What is the biggest potential for blockchain implementation in the healthcare sector?
"What we are seeing in terms of real applications – outside the entire stake of types of cryptocurrency offers – are auditing and portability capabilities that make it easier for patients to log in and retain the latest records. without taking a cabinet file with you, "says attorney Steven Teppler of Mandelbaum Salsburg law firm.
And for organizations that manage and manage medical records, blockchain, a distributed registry technology, offers "a simpler way to facilitate both the generation, transmission and security of records," says Teppler in an interview with Information Security Media Group.
pros and cons
But as with most technologies, he observes the pros and cons of security for the use of blockchain in the health sector.

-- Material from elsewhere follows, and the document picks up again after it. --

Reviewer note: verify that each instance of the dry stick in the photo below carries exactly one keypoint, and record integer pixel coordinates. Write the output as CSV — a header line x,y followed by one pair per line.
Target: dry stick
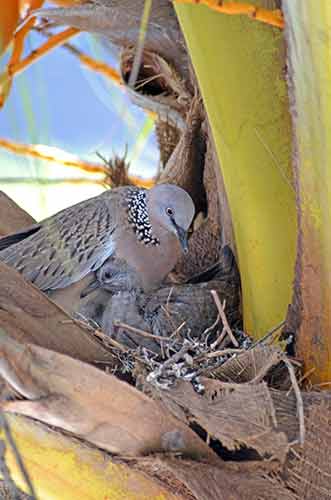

"Blockchain security professionals are that once a block is created, it can not be altered flawlessly," he says. "This means that any information associated with it, that is an event or time, and the associated content … is not editable and is reliable until the encryption, the encryption level, the algorithm remain valid ".
Regarding the negative aspects, "those are simple enough but difficult to understand to the extent that this anchors confidence at the beginning of the blockchain: the initiator of the blockchain must have a degree of trust embedded in the system from the beginning and if you do not have that one of trust yet … it puts into play the accuracy, the validity or the reliability of the whole blockchain, the blocks that follow ", He says.
In the interview (see audio link below the photo), Teppler also discusses:
- Data interoperability problems involving the blockchain;
- Compliance considerations for blockchain;
- Security consulting for entities in the healthcare sector that intend to pilot blockchain implementations.
Teppler leads electronic discovery and technology-based legal practices at Mandelbaum Salsburg P.C. He is the co-chair of the IoT committee of the American Bar Association; a member of the Seventh Circumscription Discovery Court of Appeals electronic pilot program; founder and co-president of the IoT National Institute of the American Bar Association and of the National Institute for the Electronic Discovery and Information Governance of the American Bar Association; and a contributing author of ANSI X9F4 standards for reliable timestamp standards for the financial sector.